American multinational investment bank JPMorgan has revealed that institutional investors are starting to shy away from Bitcoin futures in favor of Ether derivatives.

In a note to investors on Sept. 22, analysts at the Wall Street bank said that Bitcoin futures on the Chicago Mercantile Exchange (CME) have traded at a discount compared to spot BTC prices during September.

As a consequence, Ethereum-based products have grown in popularity as investors made the switch to the world’s second-largest crypto asset. The analysts commented that there has been a “strong divergence in demand,” before adding:

“This is a setback for Bitcoin and a reflection of weak demand by institutional investors that tend to use regulated CME futures contracts to gain exposure to Bitcoin,”

When demand is high, BTC futures usually trade at a premium over the spot markets due to high BTC storage costs and enticing yields for passive crypto investing, the analysts added.

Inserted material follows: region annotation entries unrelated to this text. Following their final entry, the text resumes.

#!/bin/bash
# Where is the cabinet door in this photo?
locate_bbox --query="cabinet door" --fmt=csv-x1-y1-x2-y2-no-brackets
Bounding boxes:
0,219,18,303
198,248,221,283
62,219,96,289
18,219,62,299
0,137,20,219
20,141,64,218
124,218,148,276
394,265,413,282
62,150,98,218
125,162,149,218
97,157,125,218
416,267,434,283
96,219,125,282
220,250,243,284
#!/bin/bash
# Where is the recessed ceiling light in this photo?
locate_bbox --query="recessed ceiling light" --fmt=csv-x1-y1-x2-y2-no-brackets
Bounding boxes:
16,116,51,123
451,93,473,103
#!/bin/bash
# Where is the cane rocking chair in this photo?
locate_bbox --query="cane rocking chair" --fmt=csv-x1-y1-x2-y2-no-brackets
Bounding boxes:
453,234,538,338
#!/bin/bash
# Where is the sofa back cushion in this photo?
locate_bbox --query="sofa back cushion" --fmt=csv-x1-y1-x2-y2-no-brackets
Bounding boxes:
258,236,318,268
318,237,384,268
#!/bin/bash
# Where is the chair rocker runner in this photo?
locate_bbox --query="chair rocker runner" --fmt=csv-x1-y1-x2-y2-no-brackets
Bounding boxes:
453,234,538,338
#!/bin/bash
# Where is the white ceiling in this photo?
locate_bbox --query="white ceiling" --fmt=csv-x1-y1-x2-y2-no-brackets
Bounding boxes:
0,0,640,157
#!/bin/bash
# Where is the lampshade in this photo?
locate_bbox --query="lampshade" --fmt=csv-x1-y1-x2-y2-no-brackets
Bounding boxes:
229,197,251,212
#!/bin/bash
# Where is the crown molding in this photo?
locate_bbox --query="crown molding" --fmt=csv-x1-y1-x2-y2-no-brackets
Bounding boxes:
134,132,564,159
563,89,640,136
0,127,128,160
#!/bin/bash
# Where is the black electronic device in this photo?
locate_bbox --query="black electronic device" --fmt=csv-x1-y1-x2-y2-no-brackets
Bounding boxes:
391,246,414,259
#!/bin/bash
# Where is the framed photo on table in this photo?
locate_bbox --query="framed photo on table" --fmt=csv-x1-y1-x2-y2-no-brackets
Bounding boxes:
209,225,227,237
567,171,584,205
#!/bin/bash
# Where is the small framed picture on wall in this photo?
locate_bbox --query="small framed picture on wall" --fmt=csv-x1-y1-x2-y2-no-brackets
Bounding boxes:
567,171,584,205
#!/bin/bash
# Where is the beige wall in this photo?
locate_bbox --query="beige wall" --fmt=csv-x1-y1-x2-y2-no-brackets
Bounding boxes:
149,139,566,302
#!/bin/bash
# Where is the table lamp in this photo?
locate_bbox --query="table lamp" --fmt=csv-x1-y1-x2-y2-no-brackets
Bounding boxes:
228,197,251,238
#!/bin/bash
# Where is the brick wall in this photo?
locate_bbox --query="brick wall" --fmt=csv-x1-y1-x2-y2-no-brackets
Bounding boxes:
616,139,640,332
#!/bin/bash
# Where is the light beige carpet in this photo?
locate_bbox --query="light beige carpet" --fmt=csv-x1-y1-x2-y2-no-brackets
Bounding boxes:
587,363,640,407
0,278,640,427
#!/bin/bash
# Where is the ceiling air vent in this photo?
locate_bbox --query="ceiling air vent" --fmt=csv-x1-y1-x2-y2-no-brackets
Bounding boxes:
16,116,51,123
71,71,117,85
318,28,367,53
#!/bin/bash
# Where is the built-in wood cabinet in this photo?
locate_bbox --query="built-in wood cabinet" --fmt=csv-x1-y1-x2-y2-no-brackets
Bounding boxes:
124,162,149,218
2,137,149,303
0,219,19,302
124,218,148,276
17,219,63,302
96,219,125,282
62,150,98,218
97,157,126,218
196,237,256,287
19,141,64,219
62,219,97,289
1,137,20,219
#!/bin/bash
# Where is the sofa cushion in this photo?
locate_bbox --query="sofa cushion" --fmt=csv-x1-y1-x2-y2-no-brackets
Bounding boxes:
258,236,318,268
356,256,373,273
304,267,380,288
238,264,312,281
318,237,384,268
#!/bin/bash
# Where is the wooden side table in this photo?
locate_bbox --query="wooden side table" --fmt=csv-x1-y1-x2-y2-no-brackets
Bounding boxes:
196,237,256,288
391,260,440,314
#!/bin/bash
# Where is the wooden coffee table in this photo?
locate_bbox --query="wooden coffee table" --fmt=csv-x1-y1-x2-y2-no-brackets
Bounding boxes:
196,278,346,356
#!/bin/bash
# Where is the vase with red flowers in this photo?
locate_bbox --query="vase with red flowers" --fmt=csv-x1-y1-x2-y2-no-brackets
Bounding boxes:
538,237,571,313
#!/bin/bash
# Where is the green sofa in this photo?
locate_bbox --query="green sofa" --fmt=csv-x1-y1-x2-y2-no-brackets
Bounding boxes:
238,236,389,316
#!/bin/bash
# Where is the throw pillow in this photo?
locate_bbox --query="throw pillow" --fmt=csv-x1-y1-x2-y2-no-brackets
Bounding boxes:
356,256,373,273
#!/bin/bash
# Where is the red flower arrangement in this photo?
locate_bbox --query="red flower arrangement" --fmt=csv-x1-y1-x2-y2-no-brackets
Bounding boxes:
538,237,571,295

According to CME data, the 21-day average ETH futures premium rose to 1% over Ether prices on the spot markets. “This points to much healthier demand for Ethereum vs. Bitcoin by institutional investors,” commented the JPM analysts.

According to Skew Analytics, Binance is the industry leader for BTC futures volumes with $20 billion traded over the past 24 hours. OKEx is second with $5.36 billion and CME has just $2.34 billion traded over the past 24 hours by comparison. Binance also dominates for ETH futures with a daily volume of $9.7 billion.

Somewhat ironically JPM’s take on crypto futures emerged on the same day a motion was filed in a Manhattan federal court ordering JPMorgan to pay $16 million to Treasury futures investors for creating false demand, or “spoofing”. According to Law360, the move follows the bank’s $920 million criminal settlement with the U.S. Department of Justice in September 2020 for manipulating commodities futures markets.

In other institutional adoption news, two trust funds based on Bitcoin and Ethereum have been launched by California-based Cambrian Asset Management. The institutional investment products will offer exposure to the underlying assets but cut out some of the volatility according to Bloomberg.

The firm’s flagship crypto hedge fund, which trades 50 digital assets, has gained 76% this year through August, whereas BTC itself had gained 62% in the first 8 months of the year.